Тем интереснее оказывается метаморфоза, происшедшая с писателем вскоре после Октября. Автор посредственных и заурядных сочинений довольно быстро оказывается одним из интереснейших и самых оригинальных театральных писателей Украины. Само собой понятно, что такие перевоплощения совершаются не сразу. Литературная жизнь Кочерги пересечена полосой нескольких лет безмолвия. Из этого безмолвия Н. Кузякина извлекает рукописи нескольких неигранных, неизданных, а то и недописанных произведений (пьеса «Женщина без лица», сценарий «Четыре песни скрипки» и др.). Все же и они не дают достаточно полного представления о том, как менялась духовная жизнь Кочерги. Конечно, служба в Рабоче-Крестьянской Инспекции познакомила Кочергу с бурно обновлявшейся, вышедшей из накатанной колеи жизнью украинского села. С другой стороны, на него несомненно произвела сильнейшее впечатление энергичная деятельность двух дерзких преобразователей украинского театра – драматурга Миколы Кулиша и режиссера Леся Курбаса. Вероятно, именно их пример заставил Кочергу по-новому увидеть настоящее и будущее украинской сцены, и сам он стал отныне писать по-украински. (Дореволюционные пьесы Кочерги написаны на русском языке.) Тем не менее мировоззрение и духовный облик самого Кочерги начала 20-х годов остаются и после прочтения книги Н. Кузякиной несколько смутными.

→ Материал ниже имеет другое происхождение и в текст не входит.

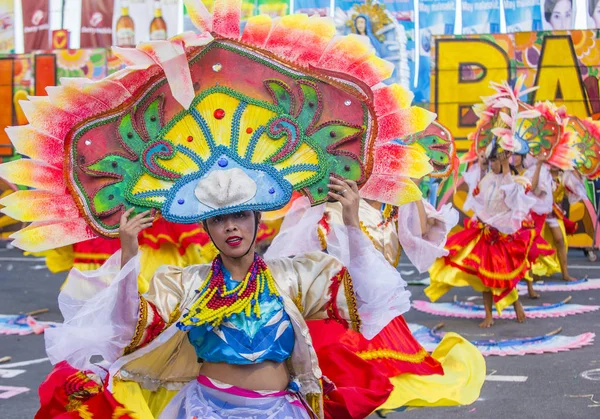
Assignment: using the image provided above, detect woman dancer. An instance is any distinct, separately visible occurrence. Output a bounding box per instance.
[532,166,587,282]
[427,146,537,327]
[0,1,459,417]
[42,174,412,419]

Пьесой «Фея горького миндаля» как бы дебютирует в 1925 году новый писатель. С прежним Кочергой нового роднит только живой интерес к истории, к старинным легендам и сказкам, которые получают в его пьесах оригинальное и остроумное поэтическое осмысление. Кроме того, «прежний» Кочерга передает «новому» уверенное, хорошо усвоенное знание сцены, ее законов, даже ее капризов. Драматург непринужденно и легко заставляет служить совершенно новым идейным целям искусную технику водевиля и театральной сказки. Твердой рукой опытного мастера написаны и «Фея горького миндаля», и «Алмазный жернов», и «Марко в аду», – во всех этих пьесах фантастика щедро вносилась в реальность, волшебство весело связывалось с современной жизнью, с героикой гражданской войны и новым, советским бытом.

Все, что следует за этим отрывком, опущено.